The acquisition has become quite commonplace in recent years, from sports stadiums and entertainment venues to infrastructure basics like roadways and railway stations. Naming rights, long reserved for notable philanthropists placing a family name on hospitals, university halls, museums and libraries, are now a convenient – though costly – method to promote brand recognition and consumer confidence.
Earlier this month SEPTA announced the naming of Market East Station to Jefferson Station in a deal between the regional transportation provider and the Jefferson Health System. Thomas Jefferson University Hospital is only two blocks south of Market East.
The naming deal follows an earlier arrangement to rename the Broad Street Subway station at Pattison Avenue “AT&T Station” and previews a future naming rights deal with their Verizon or Comcast for Suburban Station.
Facility naming deals are an easy way for cash-strapped or opportunistic entities to raise funding from wealthier, healthier corporations. In the overall scheme of things, it’s a no-brainer for a constantly short-funded regional utility, like SEPTA, to use its captive commuter audience as a way to raise needed capital.
SEPTA’s five-year deal with AT&T cost the communications company $5.4 million, although SEPTA only received $3.4 million. It’s advertising agent made out very nicely, pocketing $2 million in the deal.
But what of a hospital spending $4 million to buy branding rights all in the name of product recognition? To me, it speaks to several interesting questions and one Big Duh observation.

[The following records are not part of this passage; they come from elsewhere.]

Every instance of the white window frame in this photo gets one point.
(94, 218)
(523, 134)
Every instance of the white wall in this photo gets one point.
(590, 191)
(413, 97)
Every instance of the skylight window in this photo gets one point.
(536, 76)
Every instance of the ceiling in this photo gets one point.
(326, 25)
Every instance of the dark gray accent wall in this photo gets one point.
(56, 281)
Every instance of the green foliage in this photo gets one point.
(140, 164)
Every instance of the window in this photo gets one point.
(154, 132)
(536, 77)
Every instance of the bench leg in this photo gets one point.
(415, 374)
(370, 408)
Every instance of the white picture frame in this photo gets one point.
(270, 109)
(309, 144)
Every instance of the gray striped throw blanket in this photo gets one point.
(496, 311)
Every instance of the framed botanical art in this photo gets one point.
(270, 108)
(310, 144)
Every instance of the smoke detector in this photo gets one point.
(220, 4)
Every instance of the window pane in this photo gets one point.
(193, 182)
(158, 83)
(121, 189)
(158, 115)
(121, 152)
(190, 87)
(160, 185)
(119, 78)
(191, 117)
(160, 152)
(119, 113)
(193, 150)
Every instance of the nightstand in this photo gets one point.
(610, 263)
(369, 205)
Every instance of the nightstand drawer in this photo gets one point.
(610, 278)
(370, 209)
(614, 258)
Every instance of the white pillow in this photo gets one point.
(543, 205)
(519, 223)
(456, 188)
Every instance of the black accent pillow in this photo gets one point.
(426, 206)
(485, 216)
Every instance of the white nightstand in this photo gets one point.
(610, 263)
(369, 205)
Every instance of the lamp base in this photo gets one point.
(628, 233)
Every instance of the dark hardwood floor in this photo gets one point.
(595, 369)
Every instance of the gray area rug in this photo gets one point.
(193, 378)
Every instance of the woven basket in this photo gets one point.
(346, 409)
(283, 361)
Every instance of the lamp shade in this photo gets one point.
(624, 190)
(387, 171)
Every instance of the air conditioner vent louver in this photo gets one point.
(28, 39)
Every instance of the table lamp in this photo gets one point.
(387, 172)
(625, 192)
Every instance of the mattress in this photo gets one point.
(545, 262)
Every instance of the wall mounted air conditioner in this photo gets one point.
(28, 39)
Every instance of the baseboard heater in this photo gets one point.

First off, the obvious question … Is it prudent, necessary or progressive for a medical provider to seek publicity of this sort at what most would consider a sizable chunk of cash? Arguments could be made that such attempts at name recognition promote Jefferson as a top-class service provider, educational institution, and research facility.
Yet, I would think that’s a tough nut to crack since Jefferson is already a renown regional name. Once you get outside the Philadelphia region it’s hard to figure exactly what naming a railway station adds to the Jefferson brand. How many prospective medical students or established medical professionals would actually be swayed by a name on a subway marquee?
On another level, it’s difficult to ignore what equipment, expansion of service, or community involvement could be financed with that $4 million marquee grab.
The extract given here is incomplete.